I let go a couple of sneezes.

“Bless you,” Steffy said.

I had to keep on stalling. Where the hell was her father? “Barrett,” I said, “Wompler could still shoot off his mouth about those pictures. And probably he’s wise to the fact that Ken hired you about the photos—”

“You let me worry about Wompler.”

“And Audrey. Don’t forget the lady wrestler.”

“And Audrey. And anyone else I have to worry about. One thing at a time, Chase.”

I didn’t mention Aunt Emma.

However, I still had one good stall. He would have to listen to this.
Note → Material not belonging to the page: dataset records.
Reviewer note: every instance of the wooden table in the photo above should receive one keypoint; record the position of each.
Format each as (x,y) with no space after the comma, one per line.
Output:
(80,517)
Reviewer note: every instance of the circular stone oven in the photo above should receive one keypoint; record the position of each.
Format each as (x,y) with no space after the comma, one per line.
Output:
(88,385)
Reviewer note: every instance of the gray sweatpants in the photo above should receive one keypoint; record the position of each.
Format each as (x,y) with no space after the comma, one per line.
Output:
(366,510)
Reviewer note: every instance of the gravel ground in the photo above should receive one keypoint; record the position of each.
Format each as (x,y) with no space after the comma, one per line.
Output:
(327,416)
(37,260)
I managed to get off a fine burst of laughter, as if something had occurred to me that was highly amusing. The effect was somewhat spoiled by another vigorous sneeze, but I hastened to say, “You think you’re smart, Barrett. Yet actually you’ve bungled badly.”

“That so?”

“Wompler may not know you have him pegged for his part in Ken’s blackmail act—probably he doesn’t know, or you’d be more worried about the possibility of his talking. Unless he had something against you, he would have no reason to mention that phony shakedown—which would only make himself look even worse in the eyes of police, D.A., and jury.” I forced another laugh. “But you’ve forgotten one thing he is sure to mention.”

“What’s that?” Barrett waited tensely.

“You sent an operative to Wompler’s apartment. Both Wompler and Audrey can say a Barrett agency man was the last person seen with Jo-Anne while she was still alive.”
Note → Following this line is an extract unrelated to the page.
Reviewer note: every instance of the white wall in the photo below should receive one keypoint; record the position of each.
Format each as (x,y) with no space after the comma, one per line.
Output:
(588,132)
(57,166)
Barrett’s tenseness stayed with him, but only for another moment or two. Then suddenly he was smiling, smiling in a superior, self-satisfied way.

I realized in that instant why he had let me go on talking. He had been listening to me go over the whole affair, especially his part in it, just to check on whether he had forgotten anything—whether I might not be aware of some flaw in his scheme which he had overlooked.

And it seems I had come up with such a flaw. Which was why he was wearing that self-satisfied smirk. His game with me had succeeded. Now he was forewarned, and changed plans accordingly.

“All right, then my name will come up with the police,” he said, thinking aloud. “The police will know from me that I had a man pick up Jo-Anne. I’ll volunteer that information—whether or not Wompler has already told them. I’ll produce the man, too. He’ll say merely that he started to bring her to me—but she broke away from him and fled. After all, he had no power to arrest her.”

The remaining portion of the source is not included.